If you've ever missed your alarm the morning of something important, you know the feeling I had waking up at that moment. It is that same sinking feeling in your stomach, but instead of thinking "omigosh I'm going to die" it's more like "shit, they're going to die."
This time, I was early enough to get in the room. The patient had a pulse (so no CPR yet), but her pupils were blown wide open and she had no gag reflex, all really bad signs. I waited as my senior directed the code team, while my other first year colleagues went through her medical history and continually checked for pulses. I stood ready, but motionless.

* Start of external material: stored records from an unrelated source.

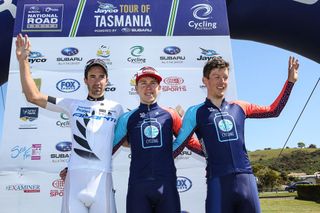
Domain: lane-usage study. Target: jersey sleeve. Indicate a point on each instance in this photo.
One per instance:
(274, 110)
(185, 136)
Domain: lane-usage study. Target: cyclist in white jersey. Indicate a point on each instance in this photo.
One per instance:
(88, 185)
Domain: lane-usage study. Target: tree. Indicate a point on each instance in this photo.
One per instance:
(312, 146)
(301, 144)
(267, 178)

It really is a mind-altering experience; you zone-in... every detail, sound, and sight of the case registers. You are calm, (because what else are you going to fucking pretend to be?). But internally, a bad orchestra is playing a worse melody in your head, chest, and bowels. Then before you know it, your senior is saying "no pulse, okay you're doing chest compressions" and pointing right at you. What is there to do but approach the bed, link your hands the way they taught you, and start? I swear to Hippocrates I had two thoughts the moment I started CPR:
Don't be scared, compress around two inches. And
Go to the tune of Stayin' Alive, the way they taught you, but NOT the way they did it in The Office.
I can't tell you why my mind went to the absurd in that particular moment, but something we did worked because her pulse returned. I exhaled after what seemed like minutes of holding my breath, and before the air stopped flowing out of my nostrils, we lost her pulse again. Another 60 seconds of compressions, and we were informed by another staff member the patient's family didn't want us to keep trying. She was gone.
That room had seven people in it, and only two of us were in our first month of training. The rest were seasoned veterans, and yet, there was a moment --one solitary moment-- where everything and everyone froze after we were told to cease efforts. It felt like I made eye contact with every person in that room at once, only our eyes visible over face masks, all behind clear plastic face shields. It felt like we had a funeral for her in that one moment. It felt like a few of us shouted in our minds "NO, let us keep trying!" Suddenly I was reading everyone's mind, or eyes, I don't know. It felt like everyone was paralyzed as the hand of God rebooted our systems so we could get on with our shifts. Wipe memory. Upgrade processor. We weren't the same robots after that experience as we were before. I know I wasn't.
We walked slowly back to our wards, idle small talk flowing. We were three first-year residents and a student, ready to act normal. But it wasn't normal. The energy was like that moment in a movie right before the jump scare, but it stretched on interminably. And then my colleague's pager went off like a knife to the ear drum. The message was relayed that one of her patients was feeling short of breath, and requested she check on them. I asked if she wanted company. Her eyes said "yes" before she said the words, because how can you be alone when someone just died at your finger tips? This is what it looks like when doctors try to make each other feel better, I guess.
Two hours later, I updated the day team on the night's events and handed over the patient list. Thirty minutes after that I was walking to Tim Horton's for an Ice Cap, crying behind my sunglasses at the end of a 26-hour shift. Moments later, I stepped out of the elevator and into my apartment. One for the books. Another data point for the ol' processor. You can only become a good doctor if these nights become data points; data leads to conclusions, and the more of them, the better the conclusions. That woman is dead, and I am smarter for it. Twisted.
Oh yeah, we were talking about call shifts. Long hours are hard too, I guess.
It's a data point. You can only become a doctor if this becomes a data point.